In alter Zeit zogen die Anwohner des Gillenfelder- oder Pulvermaares alljährlich zur Frühlingszeit singend und betend um den See, um den Segen des Himmels über die Felder und Wiesen herabzuflehen. Einst aber unterblieb dieser fromme Umgang aus Nachlässigkeit und Gleichgültigkeit. Da geriet das Wasser in dem tiefen Kessel in Bewegung. Es wallte auf, wie von einem unterirdischen Feuer erhitzt, hob sich mehr und mehr und drohte über die Ufer zu treten. Ein unheimliches Grollen und Tosen dröhnte aus der unergründlichen Tiefe herauf, und die Erde erbebte im Umkreis. Der Schäfer des Dorfes, der in der Nähe seine Herde weidete, gewahrte vor Schrecken das drohende Verderben.
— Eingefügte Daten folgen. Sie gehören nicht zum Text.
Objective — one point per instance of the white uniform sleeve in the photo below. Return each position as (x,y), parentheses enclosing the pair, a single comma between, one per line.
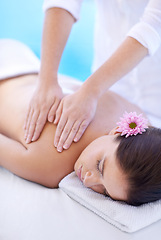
(72,6)
(148,30)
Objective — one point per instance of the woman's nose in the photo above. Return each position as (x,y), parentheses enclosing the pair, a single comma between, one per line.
(90,179)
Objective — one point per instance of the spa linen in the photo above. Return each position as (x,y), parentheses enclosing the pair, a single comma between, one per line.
(116,19)
(125,217)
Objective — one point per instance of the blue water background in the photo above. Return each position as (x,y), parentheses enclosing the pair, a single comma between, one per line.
(23,20)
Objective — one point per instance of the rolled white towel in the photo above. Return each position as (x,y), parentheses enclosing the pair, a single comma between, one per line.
(125,217)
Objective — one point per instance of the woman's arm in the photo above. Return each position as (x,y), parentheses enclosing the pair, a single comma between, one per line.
(73,120)
(57,26)
(33,162)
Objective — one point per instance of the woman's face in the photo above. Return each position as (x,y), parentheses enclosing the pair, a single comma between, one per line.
(97,168)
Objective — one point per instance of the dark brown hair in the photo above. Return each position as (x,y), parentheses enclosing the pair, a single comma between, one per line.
(140,159)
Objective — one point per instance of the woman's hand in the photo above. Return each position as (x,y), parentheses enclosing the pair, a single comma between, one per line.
(42,107)
(73,116)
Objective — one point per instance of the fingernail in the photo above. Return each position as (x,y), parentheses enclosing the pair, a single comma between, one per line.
(59,149)
(33,139)
(50,119)
(27,140)
(65,146)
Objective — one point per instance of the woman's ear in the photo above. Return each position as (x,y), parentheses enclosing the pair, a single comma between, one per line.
(114,131)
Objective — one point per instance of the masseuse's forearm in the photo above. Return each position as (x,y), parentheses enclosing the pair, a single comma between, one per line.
(57,26)
(126,57)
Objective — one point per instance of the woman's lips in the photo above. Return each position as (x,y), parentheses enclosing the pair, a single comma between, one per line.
(79,173)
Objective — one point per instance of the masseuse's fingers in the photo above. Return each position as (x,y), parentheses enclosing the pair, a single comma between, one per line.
(39,125)
(27,121)
(74,132)
(69,129)
(31,126)
(74,114)
(60,127)
(52,111)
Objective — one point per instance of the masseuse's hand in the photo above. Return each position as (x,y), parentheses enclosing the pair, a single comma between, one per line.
(73,115)
(42,107)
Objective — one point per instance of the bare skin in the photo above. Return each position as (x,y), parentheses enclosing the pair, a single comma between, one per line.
(40,161)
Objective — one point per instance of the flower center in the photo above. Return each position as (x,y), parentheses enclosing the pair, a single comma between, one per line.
(132,125)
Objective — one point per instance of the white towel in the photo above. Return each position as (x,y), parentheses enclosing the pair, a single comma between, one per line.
(125,217)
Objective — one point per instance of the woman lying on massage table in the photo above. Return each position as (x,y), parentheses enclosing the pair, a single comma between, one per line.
(125,168)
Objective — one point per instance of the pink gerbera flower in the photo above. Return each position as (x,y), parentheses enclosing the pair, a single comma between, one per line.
(132,124)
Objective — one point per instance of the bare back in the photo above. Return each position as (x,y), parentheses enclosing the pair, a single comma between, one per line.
(15,95)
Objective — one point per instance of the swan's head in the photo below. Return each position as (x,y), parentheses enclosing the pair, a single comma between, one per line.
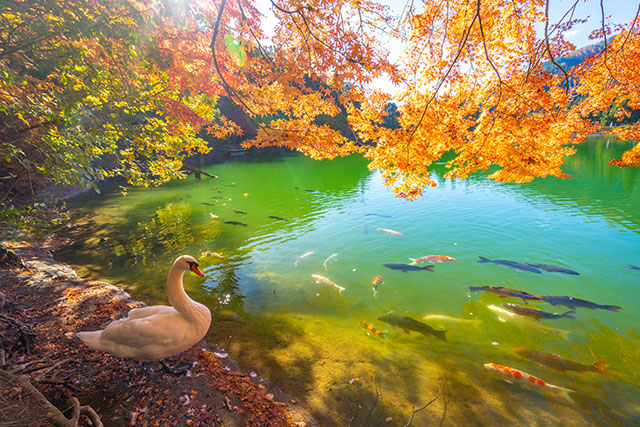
(187,262)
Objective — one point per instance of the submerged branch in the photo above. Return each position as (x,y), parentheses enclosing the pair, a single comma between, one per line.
(415,411)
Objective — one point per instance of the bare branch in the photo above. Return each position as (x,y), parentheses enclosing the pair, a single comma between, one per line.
(606,47)
(546,38)
(415,411)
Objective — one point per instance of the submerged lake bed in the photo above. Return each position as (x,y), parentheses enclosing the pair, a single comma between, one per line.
(266,226)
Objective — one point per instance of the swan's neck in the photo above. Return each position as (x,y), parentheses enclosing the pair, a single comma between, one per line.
(178,298)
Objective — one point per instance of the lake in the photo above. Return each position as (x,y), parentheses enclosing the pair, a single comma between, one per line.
(270,314)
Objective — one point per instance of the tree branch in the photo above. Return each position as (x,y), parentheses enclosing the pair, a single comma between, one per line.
(546,39)
(415,411)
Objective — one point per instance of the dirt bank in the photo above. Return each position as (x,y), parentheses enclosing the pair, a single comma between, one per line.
(46,303)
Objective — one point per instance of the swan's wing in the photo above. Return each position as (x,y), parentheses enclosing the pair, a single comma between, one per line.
(138,313)
(159,329)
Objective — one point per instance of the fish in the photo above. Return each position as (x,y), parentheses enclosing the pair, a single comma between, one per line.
(535,313)
(332,257)
(370,329)
(408,324)
(322,279)
(377,281)
(572,302)
(553,268)
(302,257)
(441,319)
(507,316)
(512,375)
(511,264)
(561,364)
(392,232)
(406,267)
(506,292)
(431,258)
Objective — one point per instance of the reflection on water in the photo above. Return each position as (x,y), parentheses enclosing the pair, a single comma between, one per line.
(271,314)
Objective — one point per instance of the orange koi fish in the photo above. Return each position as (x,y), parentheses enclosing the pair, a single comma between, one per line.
(370,329)
(512,375)
(395,233)
(322,279)
(377,281)
(431,258)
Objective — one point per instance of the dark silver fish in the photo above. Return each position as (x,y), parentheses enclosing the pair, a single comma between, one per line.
(572,302)
(406,267)
(505,292)
(236,223)
(553,268)
(535,313)
(561,364)
(408,324)
(510,264)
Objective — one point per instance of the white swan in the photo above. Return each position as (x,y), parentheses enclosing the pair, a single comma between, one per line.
(159,331)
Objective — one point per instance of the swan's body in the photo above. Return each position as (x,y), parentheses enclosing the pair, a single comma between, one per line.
(159,331)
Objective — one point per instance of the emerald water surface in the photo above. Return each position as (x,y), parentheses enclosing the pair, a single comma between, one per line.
(270,314)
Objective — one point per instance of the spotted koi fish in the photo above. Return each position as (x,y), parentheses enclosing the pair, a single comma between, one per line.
(512,375)
(322,279)
(393,232)
(377,281)
(370,329)
(431,258)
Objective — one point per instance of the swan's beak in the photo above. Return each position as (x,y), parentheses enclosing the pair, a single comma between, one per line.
(196,270)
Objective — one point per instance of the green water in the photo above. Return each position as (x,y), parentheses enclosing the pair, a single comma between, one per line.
(271,315)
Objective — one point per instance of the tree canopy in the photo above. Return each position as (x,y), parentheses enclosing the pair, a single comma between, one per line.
(97,88)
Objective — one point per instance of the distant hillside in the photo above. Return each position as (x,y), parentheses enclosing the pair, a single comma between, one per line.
(576,57)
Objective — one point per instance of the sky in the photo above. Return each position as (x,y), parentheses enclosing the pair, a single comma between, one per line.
(615,11)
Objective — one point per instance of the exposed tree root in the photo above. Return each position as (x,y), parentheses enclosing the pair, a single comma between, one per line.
(26,335)
(51,413)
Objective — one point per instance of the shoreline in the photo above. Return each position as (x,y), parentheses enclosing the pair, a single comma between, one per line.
(49,298)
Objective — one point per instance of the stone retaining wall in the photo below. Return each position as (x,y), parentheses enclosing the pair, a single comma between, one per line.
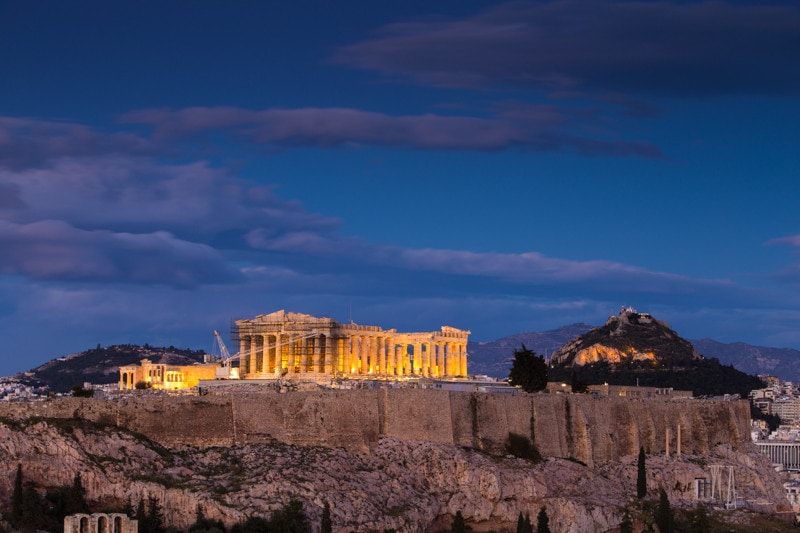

Er ahnte sogleich, dass die Unterlassung des bisher üblichen Umganges um den See daran schuld sei. Da Kreuz und Fahne nicht zur Hand waren, nahm er seinen Hut vom Haupt, steckte ihn auf seinen Hirtenstab und zog, gefolgt von seinen Schafen, singend und betend um den See. Alsbald beruhigte sich das zürnende Wasser. Es sank immer mehr, und als der fromme Schäfer wieder an die Stelle kam, von der er ausgegangen war, lag der Wasserspiegel ruhig und friedlich da.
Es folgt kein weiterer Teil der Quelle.